Aufgrund meiner Krankheit kann ich nicht auf die Straße gehen um zu protestieren, wie ich es eigentlich gerne würde. Deshalb helfe ich anders: Dadurch, dass ich gespendete oder geschenkte Medikamente verteile und dadurch, dass ich für die Kinder im Krankenhaus koche.

Sie erwähnen die Nahrungsmittelkrise in Venezuela. Im vergangenen Jahr haben wir Sie auch zur Bäckerei begleitet und die endlosen Schlangen gesehen, außerdem gab es nicht genug Mehl... Wie sieht es heute aus?

Es ist schlimmer geworden. Heute haben die so genannten Colectivos (ähnlich wie die Paramilitärs) einige der Bäckereien übernommen. Sie entscheiden darüber, wieviel Brot produziert wird und an wen es verkauft wird. In einigen Fällen sind die Bäckereien auch komplett enteignet worden, so dass der Kommunale Rat (Consejo Comunal) das Brot nach eigenem Gutdünken verteilt. Das ist zum Beispiel mit der Bäckerei passiert, in der Sie gefilmt haben.

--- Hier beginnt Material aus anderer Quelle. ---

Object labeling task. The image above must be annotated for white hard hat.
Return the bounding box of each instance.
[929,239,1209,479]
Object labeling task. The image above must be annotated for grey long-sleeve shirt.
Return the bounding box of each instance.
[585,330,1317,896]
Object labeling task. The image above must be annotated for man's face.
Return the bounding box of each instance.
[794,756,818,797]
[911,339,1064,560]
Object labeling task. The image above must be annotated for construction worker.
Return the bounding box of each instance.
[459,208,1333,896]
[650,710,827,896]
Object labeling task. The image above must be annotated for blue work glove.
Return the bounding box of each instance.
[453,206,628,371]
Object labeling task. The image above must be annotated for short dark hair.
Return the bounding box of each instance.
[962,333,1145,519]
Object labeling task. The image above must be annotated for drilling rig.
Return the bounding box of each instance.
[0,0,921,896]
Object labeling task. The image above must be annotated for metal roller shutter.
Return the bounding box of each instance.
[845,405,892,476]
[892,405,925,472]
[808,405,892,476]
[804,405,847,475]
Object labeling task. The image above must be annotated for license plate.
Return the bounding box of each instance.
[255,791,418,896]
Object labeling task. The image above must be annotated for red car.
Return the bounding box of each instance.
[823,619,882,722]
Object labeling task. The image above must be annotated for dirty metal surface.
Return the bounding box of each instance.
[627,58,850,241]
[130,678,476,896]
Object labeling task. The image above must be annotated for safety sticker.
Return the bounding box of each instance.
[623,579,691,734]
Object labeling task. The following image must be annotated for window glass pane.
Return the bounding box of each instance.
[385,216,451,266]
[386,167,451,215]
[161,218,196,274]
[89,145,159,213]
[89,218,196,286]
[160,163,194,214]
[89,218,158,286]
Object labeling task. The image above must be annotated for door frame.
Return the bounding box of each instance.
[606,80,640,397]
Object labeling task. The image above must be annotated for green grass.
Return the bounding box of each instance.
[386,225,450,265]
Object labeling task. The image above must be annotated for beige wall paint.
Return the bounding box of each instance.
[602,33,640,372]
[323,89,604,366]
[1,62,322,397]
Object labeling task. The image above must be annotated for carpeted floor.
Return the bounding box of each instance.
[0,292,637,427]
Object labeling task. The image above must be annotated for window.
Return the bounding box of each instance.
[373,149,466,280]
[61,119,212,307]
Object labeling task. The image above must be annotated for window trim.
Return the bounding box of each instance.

Die Situation ist mittlerweile so weit eskaliert, dass es schwere Faustkämpfe gibt um ein einziges Brot. In einigen Bezirken kämpfen sie sogar um das Recht, den Müll nach Nahrung durchsuchen zu dürfen. Es ist wirklich traurig, dass wir an diesen Punkt gelangt sind.

Einer Ihrer letzten Sätze, die Sie uns in der Reportage gesagt haben, war, dass Sie auf einen baldigen Wechsel in Venezuela hoffen. Sind Sie immer noch so optimistisch?

Ich habe diesbezüglich eine sehr klare Metapher. Venezuela ist für mich wie ein Krebspatient, der gerade die härteste Phase der Chemotherapie durchstehen muss. Es gibt diese eine Phase, die besonderes hart ist und besonders weh tut. Viele bleiben da auf der Strecke. Aber wenn diese Phase erst einmal vorbei ist, weiß man, dass es wieder besser wird - in diesem Fall für alle Venezolaner.

Die Menschen haben ihre Angst verloren. Die ganze Welt hat bemerkt, in was für einer Lage wir uns befinden: ein Kollaps der Wirtschaft und der Demokratie. Aber ich bleibe optimistisch. Ich glaube, dass es nach allem, was wir erlebt haben, besser werden wird.

Das Gespräch führte Carolina Chimoy.